Max amount of different bridge distributions?

[raul_l]

I was wondering about this when playing bridge with my friends. I understand, that one player can be dealt C^{13}_{52} different distributions of the cards. But how to calculate the probability, that all players will get the same cards?

 

[Tide]

Can you clarify that? The probability that all players will receive the same cards is 0.

 

[raul_l]

What I meant was, that all players would get the same distribution of cards, that they have already had in a previous game.

 

[Tide]

I don't play bridge so I don't know some details but I think it would be

\frac {C(52, 13)^4}{52!}

if there are four players. You are distributing 52 cards into 52 positions of which you reserve a specific set of 13 cards to each of 4 groups (players) in the 52 positions.

 

[raul_l]

Interesting.
But how about \frac{C^{13}_{52}C^{13}_{39}C^{13}_{26}C^{13}_{13}}{52!} ? Because after the first player has got the right cards (of a previously played game), the other players have a bigger chance of getting their cards.
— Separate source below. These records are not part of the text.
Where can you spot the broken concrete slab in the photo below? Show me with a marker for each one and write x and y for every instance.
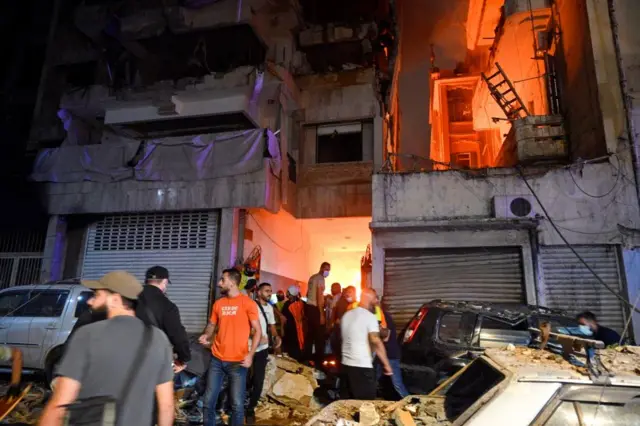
(403, 418)
(369, 415)
(293, 386)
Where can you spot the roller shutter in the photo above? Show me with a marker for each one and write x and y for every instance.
(416, 276)
(184, 243)
(569, 285)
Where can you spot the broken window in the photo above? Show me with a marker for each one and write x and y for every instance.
(344, 143)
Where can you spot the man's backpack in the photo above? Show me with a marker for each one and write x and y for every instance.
(103, 410)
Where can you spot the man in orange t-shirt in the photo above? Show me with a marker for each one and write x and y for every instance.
(233, 317)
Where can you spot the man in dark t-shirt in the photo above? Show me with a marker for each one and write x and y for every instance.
(393, 353)
(589, 325)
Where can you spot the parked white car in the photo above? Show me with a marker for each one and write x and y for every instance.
(38, 319)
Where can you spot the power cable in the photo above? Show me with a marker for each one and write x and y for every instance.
(624, 333)
(589, 268)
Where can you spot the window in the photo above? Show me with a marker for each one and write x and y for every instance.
(456, 328)
(44, 304)
(11, 301)
(81, 303)
(343, 143)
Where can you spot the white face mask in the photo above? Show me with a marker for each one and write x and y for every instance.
(585, 329)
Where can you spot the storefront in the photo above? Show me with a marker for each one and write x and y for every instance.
(185, 243)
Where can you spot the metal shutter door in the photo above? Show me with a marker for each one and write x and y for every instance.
(570, 286)
(416, 276)
(184, 243)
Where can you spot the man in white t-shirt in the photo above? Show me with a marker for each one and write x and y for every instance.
(260, 359)
(360, 338)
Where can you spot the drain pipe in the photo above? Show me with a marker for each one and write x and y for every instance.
(626, 98)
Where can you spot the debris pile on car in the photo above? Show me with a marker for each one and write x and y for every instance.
(411, 411)
(288, 393)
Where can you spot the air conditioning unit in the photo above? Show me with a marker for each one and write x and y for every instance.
(514, 206)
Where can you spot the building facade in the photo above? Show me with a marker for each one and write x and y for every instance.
(192, 134)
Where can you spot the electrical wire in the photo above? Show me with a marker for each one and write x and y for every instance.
(568, 244)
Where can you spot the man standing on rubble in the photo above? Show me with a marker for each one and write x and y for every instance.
(164, 314)
(589, 326)
(269, 335)
(233, 317)
(315, 315)
(390, 338)
(336, 292)
(360, 336)
(293, 310)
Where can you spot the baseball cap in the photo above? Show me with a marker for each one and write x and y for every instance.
(250, 284)
(157, 273)
(120, 282)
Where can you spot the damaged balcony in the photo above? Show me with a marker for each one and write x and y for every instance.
(210, 171)
(506, 112)
(175, 39)
(340, 143)
(242, 99)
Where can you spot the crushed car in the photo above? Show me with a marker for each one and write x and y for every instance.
(579, 384)
(444, 336)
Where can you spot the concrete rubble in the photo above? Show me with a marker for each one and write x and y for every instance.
(411, 411)
(287, 395)
(29, 409)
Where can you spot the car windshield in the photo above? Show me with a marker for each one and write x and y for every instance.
(462, 392)
(561, 325)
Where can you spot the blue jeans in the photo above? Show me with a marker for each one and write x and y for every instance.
(237, 375)
(396, 379)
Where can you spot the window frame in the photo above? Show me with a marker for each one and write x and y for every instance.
(23, 292)
(80, 303)
(32, 296)
(314, 131)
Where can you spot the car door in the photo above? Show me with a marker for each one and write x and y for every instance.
(453, 338)
(10, 302)
(37, 323)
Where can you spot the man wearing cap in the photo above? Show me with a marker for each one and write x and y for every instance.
(99, 358)
(163, 313)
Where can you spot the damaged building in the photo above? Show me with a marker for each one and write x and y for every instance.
(193, 134)
(531, 169)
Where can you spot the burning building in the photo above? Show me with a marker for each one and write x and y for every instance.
(528, 192)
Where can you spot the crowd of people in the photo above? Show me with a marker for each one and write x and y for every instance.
(122, 355)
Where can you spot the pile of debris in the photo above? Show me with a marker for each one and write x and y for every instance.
(288, 393)
(622, 359)
(411, 411)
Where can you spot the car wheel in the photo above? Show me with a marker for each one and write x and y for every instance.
(52, 362)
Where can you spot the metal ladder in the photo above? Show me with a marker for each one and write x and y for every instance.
(508, 99)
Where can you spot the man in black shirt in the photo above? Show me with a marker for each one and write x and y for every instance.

And after three players have been distributed the right cards, the probability of the fourth player getting the right cards should be 1.

 

[Tide]

Interesting.
But how about \frac{C^{13}_{52}C^{13}_{39}C^{13}_{26}C^{13}_{13}}{52!} ? Because after the first player has got the right cards (of a previously played game), the other players have a bigger chance of getting their cards. And after three players have been distributed the right cards, the probability of the fourth player getting the right cards should be 1.

I like yours better!